Der Markt für männliche wie weibliche Künstler des Surrealismus entwickle sich stetig, stellt Heidi Bürklin in der WeLT vom 9. Juli fest: „Kein Zweifel: Die 'Welle der Träume' – so überschrieb Christie’s das Angebot von zehn surrealistischen Werken aus einer Privatsammlung, die zuletzt in Paris versteigert wurde – rollt vor allem im Mittelmarkt noch recht sanft. Doch scheint es für Besitzer qualitätsvoller Werke ein guter Zeitpunkt zu sein, den Markt zu testen. Zumal auch die junge Generation vor allem von Künstlerinnen auf dieser Welle der traumhaften Ästhetik reitet.“
Wenn alle Artikel des Finanzressorts eine ähnliche Analysetiefe wie Madeleine Brühls Portrait von Artnet im Rahmen der Vorstellung von Teilnehmern der Equity Forum Frühjahrskonferenz in der FAZ vom 5. Juli aufweisen, sollte man sein Geld vielleicht lieber in einen Lottoschein investieren statt in die Zeitung: „Im Vergleich zum Vorjahr stieg der Umsatz 2022 um 7 Prozent auf 26 Millionen Dollar. Getragen wurde diese Entwicklung vom enormen Umsatzwachstum in den Bereichen News und Daten, während die Umsätze aus den Onlineauktionen leicht zurückgingen. Insgesamt erwirtschaftete Artnet 2022 einen operativen Verlust von 1,7 Millionen Dollar. Gründe dafür waren nach Ansicht des Unternehmens höhere Kosten für Vertrieb, Marketing sowie Verwaltung. Für das aktuelle Geschäftsjahr wolle man daher den Fokus verstärkt auf Effizienz und Margen legen, so Neuendorf.“ Als potentieller Investor würde man bestimmt auch gerne wissen, worin die Gründe für die (notorisch) roten Zahlen nach Meinung Außenstehender liegen. Und die baldige Profitabilität verspricht das Unternehmen ungefähr seit dem Börsengang vor über 20 Jahren. Kurzum: Der Artikel grenzt in seiner Distanzlosigkeit an PR.
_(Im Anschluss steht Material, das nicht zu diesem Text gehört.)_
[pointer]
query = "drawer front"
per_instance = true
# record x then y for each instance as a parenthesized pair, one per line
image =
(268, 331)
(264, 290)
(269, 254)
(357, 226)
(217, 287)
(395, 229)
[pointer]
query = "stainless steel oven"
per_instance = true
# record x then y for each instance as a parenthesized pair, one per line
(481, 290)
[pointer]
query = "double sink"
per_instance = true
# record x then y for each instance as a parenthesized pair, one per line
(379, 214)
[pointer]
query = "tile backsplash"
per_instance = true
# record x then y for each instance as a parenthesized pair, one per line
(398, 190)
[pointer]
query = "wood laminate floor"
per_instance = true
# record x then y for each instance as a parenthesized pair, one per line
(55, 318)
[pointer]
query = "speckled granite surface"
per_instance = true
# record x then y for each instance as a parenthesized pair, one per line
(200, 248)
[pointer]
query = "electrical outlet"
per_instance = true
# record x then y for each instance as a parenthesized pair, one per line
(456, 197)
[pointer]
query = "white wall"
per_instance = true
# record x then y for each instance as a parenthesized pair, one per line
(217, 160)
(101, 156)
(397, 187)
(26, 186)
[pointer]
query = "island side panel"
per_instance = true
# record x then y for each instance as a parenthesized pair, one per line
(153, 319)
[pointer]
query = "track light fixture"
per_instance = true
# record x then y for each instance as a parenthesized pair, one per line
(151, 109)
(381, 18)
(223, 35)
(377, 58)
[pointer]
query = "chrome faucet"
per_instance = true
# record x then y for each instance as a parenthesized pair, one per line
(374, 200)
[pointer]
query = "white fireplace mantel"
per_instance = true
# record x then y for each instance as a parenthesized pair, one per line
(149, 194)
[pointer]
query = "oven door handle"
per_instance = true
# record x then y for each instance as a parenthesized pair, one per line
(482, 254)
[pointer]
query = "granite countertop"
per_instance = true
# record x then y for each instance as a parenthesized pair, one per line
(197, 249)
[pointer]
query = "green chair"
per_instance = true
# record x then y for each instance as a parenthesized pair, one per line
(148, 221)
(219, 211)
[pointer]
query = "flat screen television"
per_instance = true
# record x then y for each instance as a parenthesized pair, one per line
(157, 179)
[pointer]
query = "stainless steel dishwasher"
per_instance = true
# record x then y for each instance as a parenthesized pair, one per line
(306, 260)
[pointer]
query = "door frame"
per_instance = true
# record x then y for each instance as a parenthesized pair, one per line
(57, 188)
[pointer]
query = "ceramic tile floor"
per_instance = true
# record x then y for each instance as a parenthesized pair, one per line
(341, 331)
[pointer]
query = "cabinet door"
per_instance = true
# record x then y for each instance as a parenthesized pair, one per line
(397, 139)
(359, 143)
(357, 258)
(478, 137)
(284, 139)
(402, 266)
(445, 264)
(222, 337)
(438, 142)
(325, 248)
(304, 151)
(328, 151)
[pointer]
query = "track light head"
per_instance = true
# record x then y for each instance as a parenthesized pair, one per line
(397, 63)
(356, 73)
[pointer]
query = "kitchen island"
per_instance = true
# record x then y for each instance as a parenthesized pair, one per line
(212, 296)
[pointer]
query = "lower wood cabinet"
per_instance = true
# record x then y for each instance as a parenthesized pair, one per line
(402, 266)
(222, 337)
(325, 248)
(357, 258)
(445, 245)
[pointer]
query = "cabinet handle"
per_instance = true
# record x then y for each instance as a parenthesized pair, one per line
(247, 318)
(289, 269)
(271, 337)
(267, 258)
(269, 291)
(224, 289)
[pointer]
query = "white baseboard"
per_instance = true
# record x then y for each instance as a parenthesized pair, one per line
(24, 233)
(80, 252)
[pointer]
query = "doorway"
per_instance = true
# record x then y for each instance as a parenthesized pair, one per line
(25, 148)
Eine große Fluxus-Sammlung geht nicht, wie man vermuten könnte, nach Wiesbaden, sondern ans Museum nach Schwerin, meldet dpa: „Beim Kölner Sammler-Paar Kelter erwarb es 452 Werke der Fluxus-Kunst, wie die Kulturstiftung der Länder am Montag in Berlin mitteilte. Die Stiftung habe dabei den Ankauf von 36 Stücken mit 145 000 Euro gefördert - Arbeiten von Ben Vautier, Takako Saito, Endre Tót, Al Hansen, Ben Patterson, Jiří Kolář und Robert Filliou.“
Einen Teil seiner Sammlung will das Ehepaar Titze an Museen geben, einen Teil verkaufen, erklärt Hans-Joachim Müller in der WeLT: „Über die Verkaufsgründe und die Zukunft ihrer halblebenslangen Leidenschaft schweigen sich die Sammler aus. In einem Interview zur Wiener Ausstellung, meinte Anne Titze: 'Unser Ziel ist nicht, die Sammlung quantitativ zu erweitern, sondern uns auf das Beste zu konzentrieren.' Und Wolfgang Titze ergänzte: 'Unsere Sammlung wird in Museen landen. Kunst gehört der Öffentlichkeit. Ihr Besitz ist nicht unser Hauptanliegen.' Nun wird es eben so sein, dass manches, was angeblich der Öffentlichkeit gehört, vorerst doch wieder in Privatbesitz übergehen wird. Irgendwie gehört das zur 'Love Story' dazu. Weshalb nun auch das erwartete Kunstmarktereignis den alten Märchentitel trägt. Und bekanntlich hat jede Lovestory ihr schicksalhaftes Ende.“
Verschenkt hat hingegen der ehemalige Galerist Jörg Johnen Teile seiner Sammlung, meldet Monopol: „Der Berliner Sammler und ehemalige Galerist Jörg Johnen hat der Städtischen Galerie im Lenbachhaus und Kunstbau München Teile seiner Sammlung zeitgenössischer Kunst geschenkt. Insgesamt umfasst die Schenkung 64 Werke von 26 Künstlerinnen und Künstlern, darunter Arbeiten von Maria Bartuszová, Katharina Fritsch, Prabhavathi Meppayil, Wiebke Siem, Mario García Torres und Jeff Wall. Johnens Schenkung ist nun in der Ausstellung 'Fragment of an Infinite Discourse' zu sehen“.
Zum 70. Geburtstag gratuliert Brita Sachs dem Sotheby's-Mitarbeiter Heinrich Graf von Spreti in der FAZ vom 8. Juli: „Damals war Spreti Präsident von Sotheby’s Deutschland, ein Amt, das er bis 2018 bekleidete. Wer meint, der Mann hätte sich nun auf seinen Lorbeeren ausruhen und die Füße hochlegen können, kennt Spreti schlecht. Er, der neben seinem beruflichen Tun genealogische Forschung betreibt und mehrere Bücher verfasste, pflegt außerdem einen großen Freundeskreis, vergrößert seine Sammlung erlesener Dinge – und wird weiterhin in den räumen von Sotheby's am Münchner Odeonsplatz gesichtet. Denn seine Expertise bleibt gesucht, sein Akquisetalent gefragt“.